The U.S. healthcare system generates about 30 percent of all data, which is subject to strict mandates and requirements surrounding its privacy and protection. From HIPAA to electronic health records (EHR) and the 21st Century Cures Act, healthcare providers are familiar and work hard to comply with data protection. But a game changer – General Data Protection Regulation (GDPR) – is on the horizon and promises “to give individuals greater protection and control over their digital information and will impact not only EU member states, but any business that collects EU citizens’ data,” according to Business Insider.
That broad statement includes and software as a service provider, for example, that is working to create new apps that would work and access data across international boundaries. It also will include any organization that has vendors or vendor solutions with locations or employees in the EU and those that may be working and sharing data with researchers, physicians and healthcare organizations in the EU.
That means substantial changes in the ways physicians and health companies, which are already “awash” in digital health apps and digitizing patient records, must approach data, according to Business Insider:
- Companies will be required to appoint a data protection officer to ensure internal compliance with the regulations if they process sensitive data at scale. They also will be obligated to inform authorities and customers of data breaches within 72 hours. That’s a significant change to current U.S. laws, which give businesses 60 days to report breaches.
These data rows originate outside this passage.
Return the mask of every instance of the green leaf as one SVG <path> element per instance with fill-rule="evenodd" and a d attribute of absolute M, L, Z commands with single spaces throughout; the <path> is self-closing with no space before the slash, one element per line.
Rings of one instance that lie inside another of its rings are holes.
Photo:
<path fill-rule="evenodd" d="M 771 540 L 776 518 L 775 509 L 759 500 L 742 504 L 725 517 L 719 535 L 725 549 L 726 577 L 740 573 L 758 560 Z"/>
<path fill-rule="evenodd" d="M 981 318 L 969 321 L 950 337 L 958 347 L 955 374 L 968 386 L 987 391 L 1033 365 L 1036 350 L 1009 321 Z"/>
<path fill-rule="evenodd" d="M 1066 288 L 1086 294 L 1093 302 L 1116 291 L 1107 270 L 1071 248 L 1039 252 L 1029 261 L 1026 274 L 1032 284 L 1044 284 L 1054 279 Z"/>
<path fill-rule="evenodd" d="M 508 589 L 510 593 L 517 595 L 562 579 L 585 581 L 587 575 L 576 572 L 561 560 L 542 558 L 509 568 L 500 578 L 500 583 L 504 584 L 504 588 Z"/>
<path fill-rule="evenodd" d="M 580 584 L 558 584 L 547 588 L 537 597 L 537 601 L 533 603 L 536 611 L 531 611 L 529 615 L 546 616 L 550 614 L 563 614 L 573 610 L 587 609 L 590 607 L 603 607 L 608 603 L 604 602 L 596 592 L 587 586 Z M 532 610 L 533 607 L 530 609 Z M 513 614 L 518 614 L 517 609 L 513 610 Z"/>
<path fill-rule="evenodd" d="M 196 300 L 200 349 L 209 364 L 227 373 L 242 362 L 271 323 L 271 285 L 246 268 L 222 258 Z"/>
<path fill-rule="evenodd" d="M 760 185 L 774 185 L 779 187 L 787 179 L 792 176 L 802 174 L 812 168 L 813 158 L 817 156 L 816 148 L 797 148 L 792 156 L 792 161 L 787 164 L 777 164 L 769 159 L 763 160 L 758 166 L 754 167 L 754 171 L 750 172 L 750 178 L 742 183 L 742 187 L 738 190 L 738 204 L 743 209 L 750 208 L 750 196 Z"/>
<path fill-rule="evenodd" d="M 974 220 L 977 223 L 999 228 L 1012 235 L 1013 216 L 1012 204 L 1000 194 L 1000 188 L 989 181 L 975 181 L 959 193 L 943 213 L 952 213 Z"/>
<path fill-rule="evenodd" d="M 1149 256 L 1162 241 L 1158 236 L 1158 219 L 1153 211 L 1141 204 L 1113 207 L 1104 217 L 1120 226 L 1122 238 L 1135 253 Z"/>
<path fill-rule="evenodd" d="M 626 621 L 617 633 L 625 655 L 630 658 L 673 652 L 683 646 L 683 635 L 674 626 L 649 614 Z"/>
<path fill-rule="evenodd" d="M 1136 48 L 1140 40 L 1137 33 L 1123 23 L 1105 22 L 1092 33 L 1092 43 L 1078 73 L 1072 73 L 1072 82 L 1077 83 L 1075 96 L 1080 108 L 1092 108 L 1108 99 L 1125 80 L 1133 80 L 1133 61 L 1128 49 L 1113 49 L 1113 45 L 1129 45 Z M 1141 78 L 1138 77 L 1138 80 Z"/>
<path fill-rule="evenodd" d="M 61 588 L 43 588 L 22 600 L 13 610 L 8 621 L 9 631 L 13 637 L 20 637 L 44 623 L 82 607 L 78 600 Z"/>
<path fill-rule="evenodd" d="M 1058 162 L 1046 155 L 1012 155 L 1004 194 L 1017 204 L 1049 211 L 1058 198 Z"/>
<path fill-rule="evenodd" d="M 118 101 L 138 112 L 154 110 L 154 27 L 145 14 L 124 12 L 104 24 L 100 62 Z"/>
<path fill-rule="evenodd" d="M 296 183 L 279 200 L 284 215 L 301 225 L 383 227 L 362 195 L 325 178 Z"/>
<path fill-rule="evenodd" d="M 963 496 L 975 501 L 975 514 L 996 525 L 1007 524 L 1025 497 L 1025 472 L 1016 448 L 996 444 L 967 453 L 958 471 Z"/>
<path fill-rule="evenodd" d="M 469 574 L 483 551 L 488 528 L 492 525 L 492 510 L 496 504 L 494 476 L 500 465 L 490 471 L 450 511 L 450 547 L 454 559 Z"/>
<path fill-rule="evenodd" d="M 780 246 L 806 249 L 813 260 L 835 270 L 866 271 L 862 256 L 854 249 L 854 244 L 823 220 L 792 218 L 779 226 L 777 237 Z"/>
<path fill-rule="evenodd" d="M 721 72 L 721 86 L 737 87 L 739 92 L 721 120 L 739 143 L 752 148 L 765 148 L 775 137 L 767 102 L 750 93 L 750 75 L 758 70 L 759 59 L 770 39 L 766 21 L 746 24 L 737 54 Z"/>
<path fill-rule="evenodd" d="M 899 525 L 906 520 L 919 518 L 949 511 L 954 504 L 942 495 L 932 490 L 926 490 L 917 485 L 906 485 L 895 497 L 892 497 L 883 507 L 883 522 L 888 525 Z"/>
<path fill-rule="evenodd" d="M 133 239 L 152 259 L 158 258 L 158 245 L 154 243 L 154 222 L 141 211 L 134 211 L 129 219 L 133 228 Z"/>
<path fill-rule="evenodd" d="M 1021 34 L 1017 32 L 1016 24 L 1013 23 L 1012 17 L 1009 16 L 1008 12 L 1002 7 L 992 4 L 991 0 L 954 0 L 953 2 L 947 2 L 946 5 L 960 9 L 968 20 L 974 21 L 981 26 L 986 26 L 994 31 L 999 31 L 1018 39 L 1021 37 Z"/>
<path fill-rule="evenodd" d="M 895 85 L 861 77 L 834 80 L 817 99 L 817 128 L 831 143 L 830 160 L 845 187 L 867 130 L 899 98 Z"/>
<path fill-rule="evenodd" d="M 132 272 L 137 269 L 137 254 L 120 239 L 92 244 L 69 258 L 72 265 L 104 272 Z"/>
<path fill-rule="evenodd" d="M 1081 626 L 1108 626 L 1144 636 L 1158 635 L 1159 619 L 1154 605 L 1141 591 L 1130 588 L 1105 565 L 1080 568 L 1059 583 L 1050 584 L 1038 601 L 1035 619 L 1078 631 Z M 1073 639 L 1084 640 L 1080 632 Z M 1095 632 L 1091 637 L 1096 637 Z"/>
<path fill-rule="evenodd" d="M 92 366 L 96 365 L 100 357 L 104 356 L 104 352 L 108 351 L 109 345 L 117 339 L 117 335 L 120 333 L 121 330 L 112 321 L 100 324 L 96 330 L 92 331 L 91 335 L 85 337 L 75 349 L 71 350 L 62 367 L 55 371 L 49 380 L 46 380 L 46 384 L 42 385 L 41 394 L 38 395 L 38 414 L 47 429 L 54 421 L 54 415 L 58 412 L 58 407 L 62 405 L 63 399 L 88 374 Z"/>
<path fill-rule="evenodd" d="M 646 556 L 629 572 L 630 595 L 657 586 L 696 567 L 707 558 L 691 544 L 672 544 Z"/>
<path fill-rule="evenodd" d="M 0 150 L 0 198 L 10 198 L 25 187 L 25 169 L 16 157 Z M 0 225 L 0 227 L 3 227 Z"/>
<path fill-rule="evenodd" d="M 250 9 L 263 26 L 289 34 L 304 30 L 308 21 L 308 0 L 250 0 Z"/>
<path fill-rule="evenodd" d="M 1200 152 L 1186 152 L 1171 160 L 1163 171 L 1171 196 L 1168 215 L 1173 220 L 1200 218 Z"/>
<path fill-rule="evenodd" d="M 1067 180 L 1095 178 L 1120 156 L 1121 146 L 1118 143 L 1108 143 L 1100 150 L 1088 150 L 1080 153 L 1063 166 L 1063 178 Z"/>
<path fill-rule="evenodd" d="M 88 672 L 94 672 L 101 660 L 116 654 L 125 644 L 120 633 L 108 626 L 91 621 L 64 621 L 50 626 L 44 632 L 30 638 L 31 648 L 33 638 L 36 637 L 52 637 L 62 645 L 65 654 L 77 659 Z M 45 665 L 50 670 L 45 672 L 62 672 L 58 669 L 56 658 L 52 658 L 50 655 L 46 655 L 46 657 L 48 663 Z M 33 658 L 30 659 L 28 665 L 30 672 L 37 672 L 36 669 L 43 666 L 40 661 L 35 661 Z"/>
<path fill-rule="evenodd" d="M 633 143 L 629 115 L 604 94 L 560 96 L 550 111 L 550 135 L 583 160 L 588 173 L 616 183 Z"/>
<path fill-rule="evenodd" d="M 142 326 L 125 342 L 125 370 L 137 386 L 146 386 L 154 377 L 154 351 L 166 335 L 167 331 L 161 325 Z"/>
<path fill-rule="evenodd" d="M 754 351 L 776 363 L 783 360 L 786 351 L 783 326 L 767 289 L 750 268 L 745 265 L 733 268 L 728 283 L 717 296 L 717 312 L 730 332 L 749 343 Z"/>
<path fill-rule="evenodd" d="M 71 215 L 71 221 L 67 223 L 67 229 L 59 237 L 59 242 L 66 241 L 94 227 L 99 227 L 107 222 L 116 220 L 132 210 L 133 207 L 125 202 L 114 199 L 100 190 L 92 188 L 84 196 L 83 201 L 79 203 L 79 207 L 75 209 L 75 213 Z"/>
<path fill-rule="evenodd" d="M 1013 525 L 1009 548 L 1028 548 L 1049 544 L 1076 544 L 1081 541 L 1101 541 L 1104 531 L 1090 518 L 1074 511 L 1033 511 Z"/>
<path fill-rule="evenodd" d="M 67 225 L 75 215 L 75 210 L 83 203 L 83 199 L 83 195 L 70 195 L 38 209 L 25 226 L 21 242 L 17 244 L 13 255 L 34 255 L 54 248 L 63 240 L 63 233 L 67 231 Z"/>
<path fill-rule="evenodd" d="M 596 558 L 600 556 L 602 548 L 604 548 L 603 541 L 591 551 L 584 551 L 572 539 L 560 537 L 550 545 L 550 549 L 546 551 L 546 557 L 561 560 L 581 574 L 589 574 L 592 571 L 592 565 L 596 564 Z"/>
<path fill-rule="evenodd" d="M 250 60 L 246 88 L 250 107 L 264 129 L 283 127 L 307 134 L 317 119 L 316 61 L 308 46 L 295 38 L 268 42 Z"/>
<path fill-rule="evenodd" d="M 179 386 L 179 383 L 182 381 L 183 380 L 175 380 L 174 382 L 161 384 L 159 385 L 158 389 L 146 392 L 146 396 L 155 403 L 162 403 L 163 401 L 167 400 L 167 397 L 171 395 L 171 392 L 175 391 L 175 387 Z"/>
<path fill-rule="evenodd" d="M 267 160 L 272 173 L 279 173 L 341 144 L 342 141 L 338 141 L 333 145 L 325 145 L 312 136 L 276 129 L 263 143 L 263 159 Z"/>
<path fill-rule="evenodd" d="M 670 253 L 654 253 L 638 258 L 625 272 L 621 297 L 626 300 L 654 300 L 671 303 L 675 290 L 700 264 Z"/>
- Companies must disclose more precisely how they’re using customers’ data. This means that permissions can’t be bundled together — patients must consent to each permission independently.
- Companies will also be beholden to Europe’s “right to be forgotten ruling” — a concept that’s been practiced in the EU since 2006 and requires data collectors to remove data that’s “inaccurate, inadequate, irrelevant or no longer relevant.”
Combining the EU mandates with existing HIPAA, EHR and other mandates could hurt telehealth and health cloud offerings, according to the article. GDPR also threatens to “add another hurdle for clinical research and the development of precision medicine,” because they require the storage and use of personal health data, lab results, and data from wearables and genome tests.
There are some positives, however, for healthcare systems:
- Companies are required to create tools that enable “data portability” so individuals can move their information more easily from one service provider to another. This will force health systems to make technology updates that will make interoperability possible and that will allow for a fuller picture of patients’ health history.
- GDPR’s privacy-forward policies could help to reverse the negative effects caused by the sheer volume of health data breaches— in March alone, there were 120,000 health data breaches. For example, Apple plans to overhaul its privacy policies ahead of the GDPR rollout to give users’ more control over their personal data.
- It could spur the adoption of alternative modes of data management, such as blockchain. This technology is gaining significant attention because of its ability to act as a single source of trusted information and distribute information securely between a network of participants. It improves transaction times and greatly reducing redundancy and costs.